Chairman of the Australian Livestock Exporters’ Council, Simon Crean, has announced that Alison Penfold will step down as Chief Executive Officer at the end of July.
Mr Crean said Ms Penfold, who has been CEO of ALEC since February 2012, had decided to pursue other professional opportunities, a move which ALEC directors understood and fully supported.
Mr Crean, who made the announcement to ALEC members at today’s half-yearly General Meeting in Brisbane, said Ms Penfold has given four years of “commitment, dedication and leadership” to the organisation.
“Alison has been a formidable CEO, an agent for creative change and a determined and highly respected advocate,” Mr Crean said.
“She leaves the organisation in much stronger shape to meet the significant opportunities and challenges facing the industry, in line with ALEC’s mission to promote the sustainable export of Australian livestock. Her drive and leadership will be missed.
“Alison has overseen fundamental changes in the way the livestock export business operates. We thank her for her legacy and she goes with our best wishes for the future.
“Alison has fought hard for policy and regulatory reform both internally and externally, as well as leading our reform strategy which has challenged industry to understand and embrace corporate responsibility and social license concepts,” Mr Crean said.
“Her time with ALEC has seen significant change within the organisation including a new 2016-2020 Strategic Plan, the development of a new annual operating plan and budget framework, new governance arrangements, organisational growth, new revenue streams, and a more effective approach to communications and public advocacy.
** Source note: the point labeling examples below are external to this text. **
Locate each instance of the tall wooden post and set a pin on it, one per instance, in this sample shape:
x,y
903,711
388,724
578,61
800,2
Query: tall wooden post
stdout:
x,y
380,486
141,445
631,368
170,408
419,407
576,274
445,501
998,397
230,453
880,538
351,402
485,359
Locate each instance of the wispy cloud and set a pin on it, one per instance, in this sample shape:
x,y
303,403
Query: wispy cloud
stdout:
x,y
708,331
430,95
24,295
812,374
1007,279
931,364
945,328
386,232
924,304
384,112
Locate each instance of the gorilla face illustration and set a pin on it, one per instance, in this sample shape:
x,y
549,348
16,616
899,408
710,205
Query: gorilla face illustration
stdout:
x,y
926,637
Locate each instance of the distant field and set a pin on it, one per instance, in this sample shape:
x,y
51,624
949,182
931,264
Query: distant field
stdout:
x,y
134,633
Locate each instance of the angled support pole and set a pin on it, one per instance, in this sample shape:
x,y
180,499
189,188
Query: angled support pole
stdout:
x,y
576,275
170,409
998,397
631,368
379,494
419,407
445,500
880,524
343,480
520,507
“Alison has been the public face of the industry in resolving supply chain concerns and leading the discussion about improvements in animal welfare which has enabled a more balanced and engaged public discussion about the livestock export trade.”
Reflecting on her time as CEO, Ms Penfold said that the role has been a challenging but extremely rewarding experience.
“When I started with ALEC, I had the significant task of refocusing the organisation on the risks to industry sustainability and driving change across the trade,” she said.
“As an organisation we had to have a good look at the cause of the 2011 ban and how we could prevent it from occurring again.
“Since then, ALEC has worked to support and implement changes to better address community concerns about the welfare of exported livestock by challenging members to be more responsive to community concerns and better participate in, respond to and influence the public conversation about the industry.
“There are further improvements to be made and challenges remain, but supply chain integrity and animal welfare outcomes have improved significantly and the industry is continuing to invest and innovate as part of its commitment to continual improvement.”
“I leave with ALEC committed to improving levels of engagement, transparency and accountability through projects such as the development of animal welfare indicators, the Futureproofing for Profitability Strategy and improvements to ESCAS via the Livestock Global Assurance welfare assurance and risk management program, if implemented, by exporters and recognised by Government.
“This has been a challenging and richly rewarding role. I thank the ALEC Board and members for the incredible opportunity afforded to me.”
The ALEC Board has commenced the process to appoint a new CEO, with an announcement regarding the role to be made in due course.